All these spirits Weir? I still see them, at least in my world. Here was a place many of them congregated and I found myself stuck in. There is a reason why I was confined.
Look.
[A tall shadow approaches the girl. It's glowing white eyes are menacing and it drives the other spirits away. Huyen backs away but the shadow's hand grabs her by the wrist and it hisses with glee.]
[The girl struggles and whimpers, shaking her head furiously. This is the type of sight that would make someone want to jump in between her and the vile ghost. But Lucinda makes no motion for it. Her eyes remain distant and detached.
It has already happened. She cannot change it. What ifs are poisonous.]
no subject
There's nothing to envy. [He murmurs, and he quite means that. The Ceaseless Pit has all manner of monsters and things that can kill. There are gasses, wisping about at the lower levels, that can cause hallucinations much like his one, paralyzing mind instead of body, until the individual becomes lost and withers away to madness.
Is that what's happening to them now? How long will they be trapped in this? How long until they can leave?
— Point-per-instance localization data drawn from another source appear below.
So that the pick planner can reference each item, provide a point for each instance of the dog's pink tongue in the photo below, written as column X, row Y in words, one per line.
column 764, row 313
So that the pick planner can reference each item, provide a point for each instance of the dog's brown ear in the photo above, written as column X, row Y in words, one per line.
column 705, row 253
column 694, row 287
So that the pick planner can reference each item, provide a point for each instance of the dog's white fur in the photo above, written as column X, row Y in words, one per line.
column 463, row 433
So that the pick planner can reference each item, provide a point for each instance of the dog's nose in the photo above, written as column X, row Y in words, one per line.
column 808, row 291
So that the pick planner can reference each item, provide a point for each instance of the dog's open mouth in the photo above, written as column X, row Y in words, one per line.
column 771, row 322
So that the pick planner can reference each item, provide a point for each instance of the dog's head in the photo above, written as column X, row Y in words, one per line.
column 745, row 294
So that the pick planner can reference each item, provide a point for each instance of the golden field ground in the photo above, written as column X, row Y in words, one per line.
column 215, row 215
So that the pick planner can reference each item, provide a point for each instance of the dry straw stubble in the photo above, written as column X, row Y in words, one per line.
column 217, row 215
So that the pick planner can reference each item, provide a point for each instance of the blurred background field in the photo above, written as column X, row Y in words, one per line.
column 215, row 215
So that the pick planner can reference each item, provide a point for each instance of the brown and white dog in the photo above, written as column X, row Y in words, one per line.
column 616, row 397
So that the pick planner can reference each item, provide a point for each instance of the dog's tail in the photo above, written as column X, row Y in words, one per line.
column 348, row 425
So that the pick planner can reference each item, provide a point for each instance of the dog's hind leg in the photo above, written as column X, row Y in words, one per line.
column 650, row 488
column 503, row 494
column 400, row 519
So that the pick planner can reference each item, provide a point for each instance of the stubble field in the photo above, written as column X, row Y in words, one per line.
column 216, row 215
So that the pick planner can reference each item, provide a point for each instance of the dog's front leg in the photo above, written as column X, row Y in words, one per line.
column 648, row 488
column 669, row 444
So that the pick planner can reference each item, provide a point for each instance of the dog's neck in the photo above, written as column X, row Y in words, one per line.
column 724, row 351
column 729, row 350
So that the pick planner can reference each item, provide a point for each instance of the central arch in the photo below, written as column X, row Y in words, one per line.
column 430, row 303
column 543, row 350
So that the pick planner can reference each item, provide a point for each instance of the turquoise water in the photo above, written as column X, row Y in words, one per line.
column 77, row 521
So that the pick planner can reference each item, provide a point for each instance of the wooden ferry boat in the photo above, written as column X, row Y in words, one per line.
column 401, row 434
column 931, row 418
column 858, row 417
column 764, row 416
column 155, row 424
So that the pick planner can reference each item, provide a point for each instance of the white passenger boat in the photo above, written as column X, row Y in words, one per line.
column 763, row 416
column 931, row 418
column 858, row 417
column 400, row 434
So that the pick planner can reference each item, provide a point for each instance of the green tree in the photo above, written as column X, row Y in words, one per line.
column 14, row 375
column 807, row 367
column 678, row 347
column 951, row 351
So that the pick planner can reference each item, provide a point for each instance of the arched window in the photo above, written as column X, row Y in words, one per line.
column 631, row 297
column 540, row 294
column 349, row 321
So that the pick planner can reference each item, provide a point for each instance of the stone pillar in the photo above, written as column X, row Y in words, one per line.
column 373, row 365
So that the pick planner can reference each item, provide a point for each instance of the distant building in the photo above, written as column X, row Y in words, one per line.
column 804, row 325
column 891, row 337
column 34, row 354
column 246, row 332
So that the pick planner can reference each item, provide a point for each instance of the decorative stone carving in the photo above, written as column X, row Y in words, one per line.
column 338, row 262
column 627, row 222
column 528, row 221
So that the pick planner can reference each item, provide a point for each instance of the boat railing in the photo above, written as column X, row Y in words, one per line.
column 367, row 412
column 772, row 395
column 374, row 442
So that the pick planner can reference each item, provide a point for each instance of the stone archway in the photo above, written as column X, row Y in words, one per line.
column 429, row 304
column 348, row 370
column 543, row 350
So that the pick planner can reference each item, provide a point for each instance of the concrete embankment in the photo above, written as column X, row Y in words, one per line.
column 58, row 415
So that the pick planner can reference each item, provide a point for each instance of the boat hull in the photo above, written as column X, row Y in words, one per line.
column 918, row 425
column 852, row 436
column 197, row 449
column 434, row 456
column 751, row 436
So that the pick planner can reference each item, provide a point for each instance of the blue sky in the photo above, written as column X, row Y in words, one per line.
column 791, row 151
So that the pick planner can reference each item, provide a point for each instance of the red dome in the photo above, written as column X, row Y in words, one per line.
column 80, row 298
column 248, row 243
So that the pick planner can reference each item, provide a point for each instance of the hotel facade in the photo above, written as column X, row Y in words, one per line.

Why should he envy being stuck in these circumstances, far beyond his knowable control?]
What did you do?
[That, he says to Lucinda. That spirit, the one grabbing Huyen's hand, it's still a right intimating thing. Especially for a small child. However, Weir knows that this is little more than recollection, too; even if he did have a mind to step in (surprise, he does not), he wouldn't. This would change nothing. It isn't interactable, is it?
Like hell if he's risking himself first if it is. Lucinda's lead is the one to follow for now.]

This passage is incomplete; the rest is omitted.